Bug 28454

Summary: Intel Clarkdale Hard Lockup
Product: DRI Reporter: Daniel Kasak <dan>
Component: DRM/IntelAssignee: Jesse Barnes <jbarnes>
Status: CLOSED INVALID QA Contact:
Severity: major    
Priority: medium CC: gordon.jin, john
Version: XOrg gitKeywords: NEEDINFO
Hardware: x86-64 (AMD64)   
OS: Linux (All)   
Whiteboard:
i915 platform: i915 features:

Description Daniel Kasak 2010-06-08 17:00:05 UTC
I just got an Intel Clarkdale system, and installed Sabayon Linux-5.3-rc on it. This has the following components:

 - 2.6.34-sabayon kernel ( Linux kakak 2.6.34-sabayon #1 SMP Mon May 31 16:00:15 UTC 2010 x86_64 Intel(R) Core(TM) i5 CPU 650 @ 3.20GHz GenuineIntel GNU/Linux )

 - mesa-7.8.1

 - xf86-video-intel-2.11.0

 - libdrm-2.4.19

With just gnome running, with NO compositing manager, I am getting random hard lockups. CTRL-ALT-SysRq magic system requests don't work. I am unable to get a batch buffer.

I have posted at the phoronix forums: http://www.phoronix.com/forums/showthread.php?t=24205 and it was recommended that I file a bug report. Also see the phoronix review which mentions hard lockups: http://www.phoronix.com/scan.php?page=article&item=intel_clarkdale_gpu&num=1

I have set the severity as 'blocker' as this system is wildly unstable - I had 3 hard lockups in 4 hours yesterday, and my first one this morning happened 3 minutes after powering on.
Comment 1 Jesse Barnes 2010-06-09 10:33:30 UTC
Can you try the latest stable kernel, 2.6.34.x?  Or 2.6.35-rc2...
Comment 2 Daniel Kasak 2010-06-10 18:54:09 UTC
I've tested with a couple of different combinations. Firstly, upgrading to 2.6.35-rc2-git2 made lockups about half as frequent ... about 1 every 4 hours now.

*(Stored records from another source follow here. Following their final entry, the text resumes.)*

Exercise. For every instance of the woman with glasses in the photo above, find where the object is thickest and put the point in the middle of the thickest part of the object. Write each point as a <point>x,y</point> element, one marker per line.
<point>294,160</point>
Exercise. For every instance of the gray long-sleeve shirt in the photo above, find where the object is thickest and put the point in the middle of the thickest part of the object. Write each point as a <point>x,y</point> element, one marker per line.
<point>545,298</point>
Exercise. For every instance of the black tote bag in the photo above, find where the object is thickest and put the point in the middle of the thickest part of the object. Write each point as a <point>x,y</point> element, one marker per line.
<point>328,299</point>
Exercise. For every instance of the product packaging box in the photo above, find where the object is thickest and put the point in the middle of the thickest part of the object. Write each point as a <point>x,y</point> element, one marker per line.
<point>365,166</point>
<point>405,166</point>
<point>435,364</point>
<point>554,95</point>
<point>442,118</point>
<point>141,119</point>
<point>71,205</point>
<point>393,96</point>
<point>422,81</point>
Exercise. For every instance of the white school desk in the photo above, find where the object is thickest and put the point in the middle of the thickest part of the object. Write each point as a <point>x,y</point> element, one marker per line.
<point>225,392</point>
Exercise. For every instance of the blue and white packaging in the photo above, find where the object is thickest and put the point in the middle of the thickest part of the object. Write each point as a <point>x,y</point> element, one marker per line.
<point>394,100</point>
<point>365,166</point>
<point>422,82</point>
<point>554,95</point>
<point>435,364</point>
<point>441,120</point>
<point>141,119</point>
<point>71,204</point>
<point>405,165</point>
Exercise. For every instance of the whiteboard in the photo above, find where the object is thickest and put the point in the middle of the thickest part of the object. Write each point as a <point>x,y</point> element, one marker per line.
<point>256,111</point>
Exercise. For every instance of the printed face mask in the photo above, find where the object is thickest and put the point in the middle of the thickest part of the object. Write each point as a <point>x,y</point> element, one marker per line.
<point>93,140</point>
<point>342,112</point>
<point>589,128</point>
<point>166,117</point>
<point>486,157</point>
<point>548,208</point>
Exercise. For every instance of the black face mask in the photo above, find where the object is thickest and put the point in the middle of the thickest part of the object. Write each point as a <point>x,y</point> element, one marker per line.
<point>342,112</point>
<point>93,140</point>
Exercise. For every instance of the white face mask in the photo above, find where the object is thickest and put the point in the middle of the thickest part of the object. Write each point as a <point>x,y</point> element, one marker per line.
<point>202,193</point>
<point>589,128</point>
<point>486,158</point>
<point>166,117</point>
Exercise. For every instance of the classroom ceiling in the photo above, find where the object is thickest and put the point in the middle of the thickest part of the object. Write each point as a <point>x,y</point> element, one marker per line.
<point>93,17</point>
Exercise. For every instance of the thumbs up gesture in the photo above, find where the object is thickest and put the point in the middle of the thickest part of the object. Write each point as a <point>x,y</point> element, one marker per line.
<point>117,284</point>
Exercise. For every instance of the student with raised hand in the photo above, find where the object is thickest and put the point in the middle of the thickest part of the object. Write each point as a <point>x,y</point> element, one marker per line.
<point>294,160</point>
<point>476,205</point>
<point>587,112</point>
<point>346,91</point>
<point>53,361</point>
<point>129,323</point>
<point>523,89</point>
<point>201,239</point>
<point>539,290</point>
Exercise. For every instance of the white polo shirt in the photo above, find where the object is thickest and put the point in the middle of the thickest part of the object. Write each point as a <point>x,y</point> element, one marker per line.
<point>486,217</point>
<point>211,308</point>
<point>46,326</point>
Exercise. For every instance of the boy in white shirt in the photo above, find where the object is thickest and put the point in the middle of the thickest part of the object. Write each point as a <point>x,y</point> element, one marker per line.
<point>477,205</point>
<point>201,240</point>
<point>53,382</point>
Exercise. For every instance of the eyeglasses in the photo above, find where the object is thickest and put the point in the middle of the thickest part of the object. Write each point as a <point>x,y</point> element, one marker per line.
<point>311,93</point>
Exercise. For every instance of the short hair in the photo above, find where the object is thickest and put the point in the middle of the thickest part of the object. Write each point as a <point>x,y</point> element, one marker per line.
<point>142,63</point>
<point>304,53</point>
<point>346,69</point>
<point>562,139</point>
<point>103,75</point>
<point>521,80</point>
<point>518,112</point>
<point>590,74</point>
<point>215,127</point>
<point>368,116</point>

Next I activated ecomorph ( compiz port for enlightenment-0.17 ). There were rendering issues with mesa-7.8.1, so I built mesa from git ( plus upgraded to libdrm-2.4.20 ). This fixed the rendering issues, but I started getting more frequent lockups again.

Next I upgraded xf86-video-intel from 2.11.0 to git. This gives me a hard lockup when X starts ... so I've had to downgrade that.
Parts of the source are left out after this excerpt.